MPR is new class of models for use in forecasting and correlation analysis. An MPR model is essentially a multiple regression model with polynomial and cross-product (interaction) terms. For example, if Y is a function of Q, R, and S, terms can be included such as QR2S or Q3S.

MPR models can be fitted using conventional multiple regression methods, and only terms that are statistically significant are retained in the model. MPR models are applicable to low-to-moderate dimensionality problems as are encountered in science, engineering and business.


MPR models can replace linear modeling techniques such as multilinear regression and ARMA (Box-Jenkins) models, and can produce far superior results because they incorporate nonlinear effects.
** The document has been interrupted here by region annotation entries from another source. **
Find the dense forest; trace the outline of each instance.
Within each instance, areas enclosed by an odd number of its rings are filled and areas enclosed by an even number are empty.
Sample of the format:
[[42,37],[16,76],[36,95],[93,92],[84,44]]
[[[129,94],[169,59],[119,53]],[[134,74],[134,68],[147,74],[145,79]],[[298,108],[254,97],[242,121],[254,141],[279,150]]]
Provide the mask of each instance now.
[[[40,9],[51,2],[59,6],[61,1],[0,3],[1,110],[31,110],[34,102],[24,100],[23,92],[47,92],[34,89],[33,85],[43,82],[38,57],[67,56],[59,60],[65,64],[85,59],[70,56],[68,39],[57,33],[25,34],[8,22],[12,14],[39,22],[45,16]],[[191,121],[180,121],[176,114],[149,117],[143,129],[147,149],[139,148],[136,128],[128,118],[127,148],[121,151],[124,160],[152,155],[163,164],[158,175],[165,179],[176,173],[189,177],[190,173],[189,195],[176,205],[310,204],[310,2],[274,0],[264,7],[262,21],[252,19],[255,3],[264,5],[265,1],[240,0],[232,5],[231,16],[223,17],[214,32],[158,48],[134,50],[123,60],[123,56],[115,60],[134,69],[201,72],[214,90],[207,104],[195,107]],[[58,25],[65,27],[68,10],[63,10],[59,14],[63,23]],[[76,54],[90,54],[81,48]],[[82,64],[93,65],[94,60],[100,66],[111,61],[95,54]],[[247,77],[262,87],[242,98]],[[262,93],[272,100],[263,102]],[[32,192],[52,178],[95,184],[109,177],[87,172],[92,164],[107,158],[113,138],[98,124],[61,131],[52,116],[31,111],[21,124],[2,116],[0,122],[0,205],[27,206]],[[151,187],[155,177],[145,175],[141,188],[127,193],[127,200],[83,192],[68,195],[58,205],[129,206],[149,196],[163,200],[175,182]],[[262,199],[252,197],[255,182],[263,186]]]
If you have used one of these linear methods in the past, you should dust off your data and take another look with TaylorFit. Otherwise you could be missing important behaviors in your data.

MPR models compare favorably to artificial neural network (ANN) models: MPR models can provide a better fit with fewer coefficients; it is easier to control overfitting, or "memorizing" of data; the fitting procedure is less computationally intensive and converges absolutely; MPR models do not require a priori selection of model structure; they give a simple explicit equation for prediction or analysis; standard statistical tests can be applied to all coefficients and forecast predictions.

MPR models can also be used in most applications to which artificial neural networks have been applied. However, MPR models have a number of advantages, especially that they are easier to understand and use, and they make it easier to avoid overfitting errors.